Dissecting the roles of the Tuberin protein in the subcellular localization of the G2/M Cyclin, Cyclin B1.

Tuberin is a major component of the protein regulatory complex known as the Tuberous Sclerosis Complex and plays a crucial role in cell cycle progression and protein synthesis. Mutations in the Tuberin gene, TSC2, lead to the formation of benign tumors in many organ systems and causes the Tuberous Sclerosis Complex disorder. Genotypes ranging from point mutations to large deletions in the TSC2 gene have been clinically characterized with a wide range of phenotypes from skin tumors to large brain tumors. Our lab has previously demonstrated that Tuberin can directly bind and regulate the timing of nuclear transport of the G2/M cyclin, Cyclin B1. Herein we study the consequence of one clinically relevant truncation in the Tuberin protein on cell cycle function. We demonstrate that exogenous expression of a fragment of the N-term region of Tuberin alters the subcellular localization of Cyclin B1 and increases cell proliferation. This adds to our body of information about the residues within Tuberin responsible for regulating the cytoplasmic retention of Cyclin B1 and supports the phenotypic data seen in the clinic with Tuberous Sclerosis Complex patients harbouring similar large deletions in Tuberin.

The Tuberin and Cyclin B1 complex functions as a novel G2/M sensor of serum conditions and Akt signaling.

A great deal of ground breaking work has determined that the Tuberin and Hamartin Complex function as a negative regulator of protein synthesis and cell cycle progression through G1/S. This is largely attributed to the GTPase activity of Tuberin that indirectly inhibits the mammalian target of rapamycin (mTOR).
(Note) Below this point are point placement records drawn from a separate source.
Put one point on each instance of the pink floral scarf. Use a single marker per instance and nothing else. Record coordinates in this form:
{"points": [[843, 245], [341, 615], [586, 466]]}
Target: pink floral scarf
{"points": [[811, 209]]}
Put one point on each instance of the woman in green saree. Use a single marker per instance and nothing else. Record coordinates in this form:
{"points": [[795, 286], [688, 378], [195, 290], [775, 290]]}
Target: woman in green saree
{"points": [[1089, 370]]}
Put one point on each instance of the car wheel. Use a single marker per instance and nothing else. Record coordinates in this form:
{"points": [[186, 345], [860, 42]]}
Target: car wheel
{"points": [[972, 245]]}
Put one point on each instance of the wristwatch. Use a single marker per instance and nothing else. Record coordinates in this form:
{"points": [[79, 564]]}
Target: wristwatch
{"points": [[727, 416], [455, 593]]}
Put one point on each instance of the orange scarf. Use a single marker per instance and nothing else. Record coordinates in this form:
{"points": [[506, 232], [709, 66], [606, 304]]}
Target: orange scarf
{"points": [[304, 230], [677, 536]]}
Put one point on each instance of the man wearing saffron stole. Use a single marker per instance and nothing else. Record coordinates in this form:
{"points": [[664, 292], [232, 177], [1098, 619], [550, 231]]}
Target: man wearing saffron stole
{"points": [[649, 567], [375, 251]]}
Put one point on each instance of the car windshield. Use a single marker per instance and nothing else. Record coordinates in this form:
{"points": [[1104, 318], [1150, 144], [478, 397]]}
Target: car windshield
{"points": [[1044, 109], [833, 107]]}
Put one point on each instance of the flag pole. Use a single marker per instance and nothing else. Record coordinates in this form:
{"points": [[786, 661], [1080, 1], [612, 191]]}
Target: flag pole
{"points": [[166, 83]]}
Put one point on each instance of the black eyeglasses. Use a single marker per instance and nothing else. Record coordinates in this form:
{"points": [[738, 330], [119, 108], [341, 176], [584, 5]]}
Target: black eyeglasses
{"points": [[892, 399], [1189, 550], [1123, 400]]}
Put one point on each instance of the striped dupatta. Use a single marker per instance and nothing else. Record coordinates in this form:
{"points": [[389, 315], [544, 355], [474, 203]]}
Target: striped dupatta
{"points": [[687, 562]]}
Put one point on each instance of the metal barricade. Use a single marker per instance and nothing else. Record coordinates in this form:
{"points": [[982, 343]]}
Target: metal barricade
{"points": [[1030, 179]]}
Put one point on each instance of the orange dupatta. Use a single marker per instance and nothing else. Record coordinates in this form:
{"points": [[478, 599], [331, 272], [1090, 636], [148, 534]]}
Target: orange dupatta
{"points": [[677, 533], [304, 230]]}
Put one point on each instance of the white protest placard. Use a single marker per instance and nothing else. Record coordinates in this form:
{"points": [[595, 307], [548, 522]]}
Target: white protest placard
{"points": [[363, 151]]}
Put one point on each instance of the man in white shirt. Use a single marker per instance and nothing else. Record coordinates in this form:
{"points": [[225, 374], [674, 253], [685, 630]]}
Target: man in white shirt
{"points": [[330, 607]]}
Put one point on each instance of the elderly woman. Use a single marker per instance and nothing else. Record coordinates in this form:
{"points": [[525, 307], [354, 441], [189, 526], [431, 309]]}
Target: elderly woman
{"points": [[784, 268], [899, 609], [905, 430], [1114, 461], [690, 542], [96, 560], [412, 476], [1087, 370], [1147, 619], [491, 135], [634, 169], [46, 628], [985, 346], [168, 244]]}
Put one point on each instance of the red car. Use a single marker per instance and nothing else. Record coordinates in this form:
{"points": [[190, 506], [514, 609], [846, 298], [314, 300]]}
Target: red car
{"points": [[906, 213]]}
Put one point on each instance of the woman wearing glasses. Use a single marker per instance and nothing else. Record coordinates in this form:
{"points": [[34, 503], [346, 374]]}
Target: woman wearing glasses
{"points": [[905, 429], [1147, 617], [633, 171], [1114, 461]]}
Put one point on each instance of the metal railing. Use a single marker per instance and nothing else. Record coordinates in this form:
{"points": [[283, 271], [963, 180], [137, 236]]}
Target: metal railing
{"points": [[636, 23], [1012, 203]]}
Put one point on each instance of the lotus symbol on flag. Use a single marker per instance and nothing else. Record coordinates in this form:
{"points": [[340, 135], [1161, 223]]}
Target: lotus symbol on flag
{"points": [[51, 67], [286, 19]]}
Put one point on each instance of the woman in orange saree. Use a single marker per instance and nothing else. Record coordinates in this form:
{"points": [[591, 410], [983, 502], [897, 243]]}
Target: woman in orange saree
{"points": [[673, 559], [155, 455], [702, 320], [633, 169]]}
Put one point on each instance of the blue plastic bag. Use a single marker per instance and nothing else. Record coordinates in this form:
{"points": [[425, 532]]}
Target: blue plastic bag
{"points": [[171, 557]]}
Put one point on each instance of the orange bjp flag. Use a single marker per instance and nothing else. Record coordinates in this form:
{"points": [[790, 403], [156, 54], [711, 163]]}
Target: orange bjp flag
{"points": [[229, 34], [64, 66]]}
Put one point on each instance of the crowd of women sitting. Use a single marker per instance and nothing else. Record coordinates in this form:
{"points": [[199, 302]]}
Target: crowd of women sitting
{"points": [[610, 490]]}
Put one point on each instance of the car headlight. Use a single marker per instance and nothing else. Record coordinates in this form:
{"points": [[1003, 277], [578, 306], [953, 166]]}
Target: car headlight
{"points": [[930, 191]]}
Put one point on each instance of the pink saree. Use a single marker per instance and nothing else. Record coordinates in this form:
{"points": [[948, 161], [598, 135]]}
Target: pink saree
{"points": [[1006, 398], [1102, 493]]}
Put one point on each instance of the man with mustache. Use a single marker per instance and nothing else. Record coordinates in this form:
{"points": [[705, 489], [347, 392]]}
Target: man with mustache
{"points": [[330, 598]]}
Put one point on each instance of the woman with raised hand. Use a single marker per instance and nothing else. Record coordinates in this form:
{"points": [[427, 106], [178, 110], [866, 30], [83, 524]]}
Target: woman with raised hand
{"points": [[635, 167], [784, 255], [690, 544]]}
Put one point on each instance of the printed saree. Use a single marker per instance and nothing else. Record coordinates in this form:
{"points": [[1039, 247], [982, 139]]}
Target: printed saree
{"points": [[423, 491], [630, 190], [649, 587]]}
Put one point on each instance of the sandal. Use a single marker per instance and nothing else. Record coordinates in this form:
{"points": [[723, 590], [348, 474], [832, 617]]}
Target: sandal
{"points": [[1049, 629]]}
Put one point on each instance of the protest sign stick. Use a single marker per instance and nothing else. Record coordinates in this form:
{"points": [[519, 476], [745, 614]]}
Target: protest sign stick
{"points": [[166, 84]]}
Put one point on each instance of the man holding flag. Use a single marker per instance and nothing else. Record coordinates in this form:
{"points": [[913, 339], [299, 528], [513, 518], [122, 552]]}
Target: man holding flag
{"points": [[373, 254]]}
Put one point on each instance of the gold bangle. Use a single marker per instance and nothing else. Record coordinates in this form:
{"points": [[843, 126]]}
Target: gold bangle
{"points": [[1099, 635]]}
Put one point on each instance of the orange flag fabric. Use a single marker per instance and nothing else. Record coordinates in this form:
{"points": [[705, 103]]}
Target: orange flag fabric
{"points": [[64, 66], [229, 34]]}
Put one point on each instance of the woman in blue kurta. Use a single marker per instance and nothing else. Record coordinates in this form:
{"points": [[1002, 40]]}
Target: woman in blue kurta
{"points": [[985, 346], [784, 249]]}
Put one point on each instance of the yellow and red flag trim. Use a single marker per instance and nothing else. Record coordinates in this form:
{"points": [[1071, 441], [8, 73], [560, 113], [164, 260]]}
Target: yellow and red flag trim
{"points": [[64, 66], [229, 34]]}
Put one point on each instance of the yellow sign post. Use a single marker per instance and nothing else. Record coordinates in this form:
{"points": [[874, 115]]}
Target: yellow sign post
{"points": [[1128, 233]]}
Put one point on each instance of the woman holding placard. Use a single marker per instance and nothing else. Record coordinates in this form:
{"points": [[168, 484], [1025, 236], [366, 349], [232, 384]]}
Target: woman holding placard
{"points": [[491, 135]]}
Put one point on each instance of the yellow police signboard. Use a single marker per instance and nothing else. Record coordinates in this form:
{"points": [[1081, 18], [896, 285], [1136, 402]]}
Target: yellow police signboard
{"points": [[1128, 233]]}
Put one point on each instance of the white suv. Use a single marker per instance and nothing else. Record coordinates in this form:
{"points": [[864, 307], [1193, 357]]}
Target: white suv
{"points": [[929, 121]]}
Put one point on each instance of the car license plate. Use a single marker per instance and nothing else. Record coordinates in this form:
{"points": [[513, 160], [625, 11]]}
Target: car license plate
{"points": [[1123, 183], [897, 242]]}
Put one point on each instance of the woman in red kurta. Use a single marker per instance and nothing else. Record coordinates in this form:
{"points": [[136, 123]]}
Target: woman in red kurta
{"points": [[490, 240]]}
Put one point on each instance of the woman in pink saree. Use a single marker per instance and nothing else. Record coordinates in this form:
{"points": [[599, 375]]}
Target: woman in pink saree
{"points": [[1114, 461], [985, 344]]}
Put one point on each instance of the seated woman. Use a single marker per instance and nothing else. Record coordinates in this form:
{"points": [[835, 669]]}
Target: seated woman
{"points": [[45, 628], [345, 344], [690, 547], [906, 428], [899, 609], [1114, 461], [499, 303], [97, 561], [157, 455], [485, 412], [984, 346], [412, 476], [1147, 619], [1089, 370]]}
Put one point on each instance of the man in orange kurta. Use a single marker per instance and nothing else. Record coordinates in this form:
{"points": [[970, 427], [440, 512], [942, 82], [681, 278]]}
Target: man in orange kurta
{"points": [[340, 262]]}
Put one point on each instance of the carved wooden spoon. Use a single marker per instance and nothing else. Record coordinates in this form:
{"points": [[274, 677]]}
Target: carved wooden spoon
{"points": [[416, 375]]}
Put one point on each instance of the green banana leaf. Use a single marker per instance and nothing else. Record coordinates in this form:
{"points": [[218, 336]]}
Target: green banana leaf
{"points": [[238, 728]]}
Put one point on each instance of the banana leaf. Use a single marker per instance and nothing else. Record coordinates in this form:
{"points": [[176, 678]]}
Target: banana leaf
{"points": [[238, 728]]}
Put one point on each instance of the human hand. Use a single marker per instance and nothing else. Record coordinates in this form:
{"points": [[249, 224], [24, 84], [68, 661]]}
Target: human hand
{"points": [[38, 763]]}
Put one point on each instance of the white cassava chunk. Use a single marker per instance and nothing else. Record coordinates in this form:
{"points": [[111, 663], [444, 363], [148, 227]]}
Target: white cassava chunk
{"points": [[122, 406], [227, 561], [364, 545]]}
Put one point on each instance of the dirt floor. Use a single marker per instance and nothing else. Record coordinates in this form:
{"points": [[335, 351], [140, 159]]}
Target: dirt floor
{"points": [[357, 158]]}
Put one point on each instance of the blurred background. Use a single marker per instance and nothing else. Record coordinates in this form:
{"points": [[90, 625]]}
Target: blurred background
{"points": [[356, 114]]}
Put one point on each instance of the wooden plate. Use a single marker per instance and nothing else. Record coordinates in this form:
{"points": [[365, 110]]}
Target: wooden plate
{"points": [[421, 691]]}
During times of ample nutrition Tuberin is inhibited by growth factor signaling, including direct phosphorylation by Akt/PKB, allowing for activation of mTOR and subsequent protein synthesis. It is well rationalized that maintaining homeostasis requires communication between cell growth (mTOR signaling) and cell division (cell cycle regulation), however how this occurs mechanistically has not been resolved. This work demonstrates that in the presence of high serum, and/or Akt signaling, direct binding between Tuberin and the G2/M cyclin, Cyclin B1, is stabilized and the rate of mitotic entry is decreased. Importantly, we show that this results in an increase in cell size. We propose that this represents a novel cell cycle checkpoint linking mitotic onset with the nutritional status of the cell to control cell growth.